Now we’re talking. Unlike “The Village Bride,” “The Ninth Jedi” just feels like Star Wars pretty much immediately. Not only that, even though Visions isn’t beholden to the existing Star Wars canon, this is another of its short films that could theoretically make sense by fitting into the larger continuity by taking place many generations after Order 66 and the decimation of the Jedi. A group of Force-users is summoned to an asteroid orbiting the planet Hy Izlan, where a reclusive figure named Margrave Juro (voiced by Tetsuo Kanao in the Japanese audio track and Andrew Kishino in the English dub) has begun collecting Kyber crystals in an effort to start distributing lightsabers to would-be Jedi and restore the Order to its former glory.
Meanwhile on the planet below, a swordsmith named Zhima (Shin-ichiro Miki / Simu Liu) and his Force-sensitive daughter Kara (Chinatsu Akasaki / Kimiko Glenn) prepare sabers for delivery to the enigmatic Margrave. When Jedi hunters show up to capture Zhima, Kara must find her way up to Juro’s hideout to deliver the lightsabers before it’s too late. Little does she know that most of the beings who followed the beacon to this location are actually aligned with the evil Sith– all except Ethan (Hiromu Mineta / Masi Oka), a noble young warrior who only seeks to follow the path of the light. There are a lot of wonderful moments along the way as Kara seeks to avenge her father’s kidnapping and help the Margrave in his quest, including a speeder chase across frozen ice plains, a hilarious interaction with a lazy old pilot droid who claims to be “on his break,” and a heart-pounding climactic battle sequence that rivals even the best lightsaber duels from the live-action Star Wars films.

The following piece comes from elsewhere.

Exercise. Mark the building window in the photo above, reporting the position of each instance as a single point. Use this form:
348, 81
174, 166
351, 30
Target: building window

I can’t tell you how exciting it is to watch “The Ninth Jedi”– at 22 minutes, the longest of the Star Wars: Visions episodes– and imagine it as a pilot for an ongoing animated series about the rebirth of the Jedi, set many hundreds of years after the Original Trilogy. I know that probably won’t happen, but I hope at the very least that other creators will look to Production I.G.’s work here and examine just how they arrived at the precise formula for what makes this long-running franchise tick. My guess is that they figured out how to combine genuine emotion, intriguing characters, inventive world-building, and entertaining-but-grounded action scenes, all while building upon and expanding the pre-existing Star Wars mythology. It all adds up to exactly what I was hoping for when Star Wars: Visions was first announced– a fresh take on familiar material that breathes new life into A Galaxy Far, Far Away.
My ranking so far:
1 – The Ninth Jedi
2 – The Duel
3 – Tatooine Rhapsody
4 – The Twins
5 – The Village Bride
Star Wars: Visions is available to stream in its entirety exclusively on Disney+.